After a long and protracted inquiry, the Scottish Executive rejected the superquarry proposal in November 2000. The kind of ancient wisdom which affirmed Jesus at his birth had found a valid voice in a secular court of today. [1]
Such wisdom is cultivated by dreams. We remember that the magi found guidance through their dreams, avoiding Herod and returning by a different route.
And elsewhere in the nativity story, dreams featured large: God appeared to Joseph in a dream, telling him not to fear taking Mary as his wife, as the baby she had conceived was from the Holy Spirit. After the magi had gone, an angel of the Lord appeared to Joseph in a dream, telling him to take the child and his mother and escape to Egypt, to avoid the slaughter of Herod, and in two later dreams God guided Joseph back home.
I suggest that dreaming is rather close to praying. Indeed, if we take the example of people like Joseph the husband of Mary and Joseph the son of Jacob we see that God speaks most clearly and most often through dreams. Perhaps our anxieties about prayer may be relieved by this: we don’t have to do anything except to have an attitude of openness to God so that we’re ready to hear the divine voice, anytime, even, and perhaps especially, when we’re asleep!
Our dreams deal with our fears - like the magi’s fears of their journey home and Joseph’s fears about the future of Mary’s child. God meets us in them if we’re open to that.
And our dreams are the places where our hopes take shape. We talk about our ambitions and expectations in this way: what are your dreams for the New Year?
The magi help us here, too, because in their ancient but deeply relevant wisdom they held on to their dreams despite the pressure that the king put on them to do things his way.

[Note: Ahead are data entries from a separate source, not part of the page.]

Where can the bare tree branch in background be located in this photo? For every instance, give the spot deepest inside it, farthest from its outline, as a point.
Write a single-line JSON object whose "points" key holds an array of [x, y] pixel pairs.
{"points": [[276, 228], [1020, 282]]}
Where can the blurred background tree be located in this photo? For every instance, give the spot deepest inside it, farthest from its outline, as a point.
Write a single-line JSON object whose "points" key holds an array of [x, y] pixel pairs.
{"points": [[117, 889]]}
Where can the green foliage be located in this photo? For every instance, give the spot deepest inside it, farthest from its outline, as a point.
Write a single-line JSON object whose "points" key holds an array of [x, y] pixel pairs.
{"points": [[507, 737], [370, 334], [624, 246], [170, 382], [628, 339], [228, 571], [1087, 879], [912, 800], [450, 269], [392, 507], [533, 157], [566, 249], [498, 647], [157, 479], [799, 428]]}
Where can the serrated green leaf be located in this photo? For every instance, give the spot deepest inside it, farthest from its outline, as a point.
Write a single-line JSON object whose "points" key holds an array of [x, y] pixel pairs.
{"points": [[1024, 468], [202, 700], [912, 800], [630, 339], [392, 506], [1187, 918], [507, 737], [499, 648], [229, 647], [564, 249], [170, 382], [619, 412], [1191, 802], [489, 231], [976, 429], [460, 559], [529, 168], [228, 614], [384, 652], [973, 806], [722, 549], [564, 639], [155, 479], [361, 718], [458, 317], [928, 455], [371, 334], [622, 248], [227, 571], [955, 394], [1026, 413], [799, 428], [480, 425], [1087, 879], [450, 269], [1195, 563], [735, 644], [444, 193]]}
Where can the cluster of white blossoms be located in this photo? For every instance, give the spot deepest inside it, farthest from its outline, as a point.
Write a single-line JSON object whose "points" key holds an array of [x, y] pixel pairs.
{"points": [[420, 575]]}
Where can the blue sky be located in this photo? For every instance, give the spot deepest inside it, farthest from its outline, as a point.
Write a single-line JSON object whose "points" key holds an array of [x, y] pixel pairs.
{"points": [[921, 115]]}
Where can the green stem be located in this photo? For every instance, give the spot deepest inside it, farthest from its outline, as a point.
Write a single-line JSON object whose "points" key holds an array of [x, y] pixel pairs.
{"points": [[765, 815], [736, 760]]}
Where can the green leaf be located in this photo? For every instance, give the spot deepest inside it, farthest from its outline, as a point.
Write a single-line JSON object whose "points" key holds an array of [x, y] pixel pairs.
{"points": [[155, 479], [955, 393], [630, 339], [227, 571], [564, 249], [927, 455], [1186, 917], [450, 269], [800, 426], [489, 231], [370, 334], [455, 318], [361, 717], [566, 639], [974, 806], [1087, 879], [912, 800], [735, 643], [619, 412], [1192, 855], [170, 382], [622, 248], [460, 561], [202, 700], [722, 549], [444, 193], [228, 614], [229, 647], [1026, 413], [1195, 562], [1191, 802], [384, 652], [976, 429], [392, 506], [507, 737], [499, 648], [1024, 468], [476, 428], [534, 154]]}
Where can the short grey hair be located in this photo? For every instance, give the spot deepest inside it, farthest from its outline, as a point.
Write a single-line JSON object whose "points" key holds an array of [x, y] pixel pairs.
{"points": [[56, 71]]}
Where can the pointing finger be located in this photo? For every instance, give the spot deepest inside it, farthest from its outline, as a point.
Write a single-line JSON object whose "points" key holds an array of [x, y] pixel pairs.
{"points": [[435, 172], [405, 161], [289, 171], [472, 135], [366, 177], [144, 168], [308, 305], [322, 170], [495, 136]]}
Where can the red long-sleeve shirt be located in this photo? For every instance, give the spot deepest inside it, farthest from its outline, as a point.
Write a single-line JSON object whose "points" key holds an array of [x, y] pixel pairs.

So may our prayer for 2012 be that we will increasingly learn to see the world the way the magi did, finding God at the heart of that world, and living in that wisdom; finding God at the heart of our dreams, and holding on to them..... A poem by Paul Cookson:
Let no one steal your dreams
Let no one tear apart
The burning of ambition
That fires the drive inside your heart
Let no one steal your dreams
Let no one tell you that you can't
Let no one hold you back
let no one tell you that you won't
Set your sights and keep them fixed
Set your sights on high
Let no one steal your dreams
Your only limit is the sky.
Let no one steal your dreams
Follow your heart
Follow your soul
For only when you follow them
Will you feel truly whole
Set your sights and keep them fixed
Set your sights on high
Let no one steal your dreams
Your only limit is the sky [2]
Notes
Sermon originally preached at Holy Trinity, Wavertree, on Epiphany - 6 Jan 2002. Some of the reference sources I'm afraid have been lost and forgotten in the intervening times.